Doctor of Philosophy (Sociology)

  • Dr. Anisha Datta: "Dr. Datta examined the discourse of the largest women's mass organization affiliated with the communist party in India. She found that while the organization fights for women's rights, its ultimate aim to support the post-colonial nation-state's drive for capital accumulation curtails the scope of women's emancipation."

Doctor of Philosophy (Statistics)

  • Dr. Michael David Regier: "Dr. Regier examined how missing information and measurement error affects the statistical analysis of complex data sets and proposed an adjustment which reduces the bias associated with estimated model parameters. He applied his methodology to investigate the role of culture in the use of end-of-life health services."

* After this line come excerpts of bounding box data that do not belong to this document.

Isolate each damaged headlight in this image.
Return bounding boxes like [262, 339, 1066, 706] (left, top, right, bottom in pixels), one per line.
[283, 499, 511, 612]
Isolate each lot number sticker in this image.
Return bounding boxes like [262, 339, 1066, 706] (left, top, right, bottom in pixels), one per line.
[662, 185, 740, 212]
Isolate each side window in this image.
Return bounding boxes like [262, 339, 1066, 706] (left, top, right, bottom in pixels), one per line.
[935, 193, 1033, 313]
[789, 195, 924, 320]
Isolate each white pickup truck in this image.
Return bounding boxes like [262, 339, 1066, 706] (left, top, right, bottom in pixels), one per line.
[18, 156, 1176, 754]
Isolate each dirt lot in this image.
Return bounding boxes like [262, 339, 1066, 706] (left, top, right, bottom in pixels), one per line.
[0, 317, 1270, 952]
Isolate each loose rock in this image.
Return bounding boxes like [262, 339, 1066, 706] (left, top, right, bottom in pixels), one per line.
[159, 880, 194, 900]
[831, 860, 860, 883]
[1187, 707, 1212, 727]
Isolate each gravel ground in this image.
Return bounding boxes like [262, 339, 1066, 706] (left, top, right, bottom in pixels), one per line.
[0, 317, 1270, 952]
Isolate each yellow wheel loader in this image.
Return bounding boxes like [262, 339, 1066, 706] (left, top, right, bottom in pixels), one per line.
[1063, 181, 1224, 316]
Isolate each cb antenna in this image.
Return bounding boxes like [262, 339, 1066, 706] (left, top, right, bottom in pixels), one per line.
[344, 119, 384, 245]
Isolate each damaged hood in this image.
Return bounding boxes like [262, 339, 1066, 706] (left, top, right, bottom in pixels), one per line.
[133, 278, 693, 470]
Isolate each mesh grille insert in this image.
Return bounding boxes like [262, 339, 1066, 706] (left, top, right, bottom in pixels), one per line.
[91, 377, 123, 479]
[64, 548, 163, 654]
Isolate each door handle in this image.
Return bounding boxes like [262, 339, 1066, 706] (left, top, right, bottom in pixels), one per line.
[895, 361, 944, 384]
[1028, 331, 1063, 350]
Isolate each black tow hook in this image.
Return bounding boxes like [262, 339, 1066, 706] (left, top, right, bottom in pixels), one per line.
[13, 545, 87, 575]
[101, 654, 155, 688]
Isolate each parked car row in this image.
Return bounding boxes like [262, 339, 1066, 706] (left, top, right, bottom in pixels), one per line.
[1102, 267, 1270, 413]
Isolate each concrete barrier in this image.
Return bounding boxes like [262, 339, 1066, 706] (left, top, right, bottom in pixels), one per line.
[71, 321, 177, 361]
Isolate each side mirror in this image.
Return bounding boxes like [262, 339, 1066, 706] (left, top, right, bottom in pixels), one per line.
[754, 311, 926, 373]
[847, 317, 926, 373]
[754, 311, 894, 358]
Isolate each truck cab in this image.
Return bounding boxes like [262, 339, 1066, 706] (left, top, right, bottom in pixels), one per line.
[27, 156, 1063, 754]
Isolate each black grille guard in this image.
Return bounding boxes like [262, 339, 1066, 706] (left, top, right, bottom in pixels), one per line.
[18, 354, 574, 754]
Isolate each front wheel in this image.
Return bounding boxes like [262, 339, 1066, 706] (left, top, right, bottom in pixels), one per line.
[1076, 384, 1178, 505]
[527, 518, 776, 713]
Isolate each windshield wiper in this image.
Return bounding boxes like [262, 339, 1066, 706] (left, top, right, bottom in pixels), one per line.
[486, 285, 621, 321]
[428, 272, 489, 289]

Doctor of Philosophy (Zoology)

  • Dr. Spencer Alan Wood: "Dr. Wood studied how interactions among species in a marine ecosystem can be used to explain species diversity and the responses of ecosystems to environmental change. His research demonstrated the potential to predict ecological dynamics using simple organismal traits, such as body size, without the need for detailed information on communities."
  • Dr. Chitchai Chantangsi: "Dr. Chantangsi used advanced microscopy and comparative genetic approaches to explore and characterize the biodiversity of a diverse group of marine microbial predators -- called cercozoan flagellates -- that thrive within the spaces between grains of sand. This research demonstrated the novel features and evolutionary interrelationships of several new species and significantly improved our understanding of microbial biodiversity in marine ecosystems."
  • Dr. Jessica Lee Purcell: "Dr. Purcell investigated why social spiders are generally restricted to the tropical rainforest, while their non-social relatives occur in a broader range of environments but are absent from the rainforest. Her findings suggest that social behaviours may evolve in part to enable groups to overcome environmental disturbances and predation in some environments."
  • Dr. Graham Scott: "Dr. Scott studied how some birds can fly over the highest mountains in the world, where oxygen is so scarce that people can barely survive. His research discovered the basis for the impressive feat of these animals, advancing our knowledge of how physiological systems evolve in nature and of the limitations of our own physiology at high altitudes."
  • Dr. Angela Lee Scott: "Dr. Scott examined the cellular and molecular consequences of trauma to the spinal cord. Her thesis work aimed to improve recovery following spinal cord injury and to shed light on new therapeutic strategies that promote the repair of nerves and enhance the plasticity of the central nervous system."
  • Dr. Kerry Brian Marchinko: "Dr. Marchinko examined the ecological and genetic mechanisms resulting in the evolution of threespine stickleback fish. His work revealed that although the factors contributing to evolutionary change are often complex, modifications at a single gene can play a major role in biological diversification."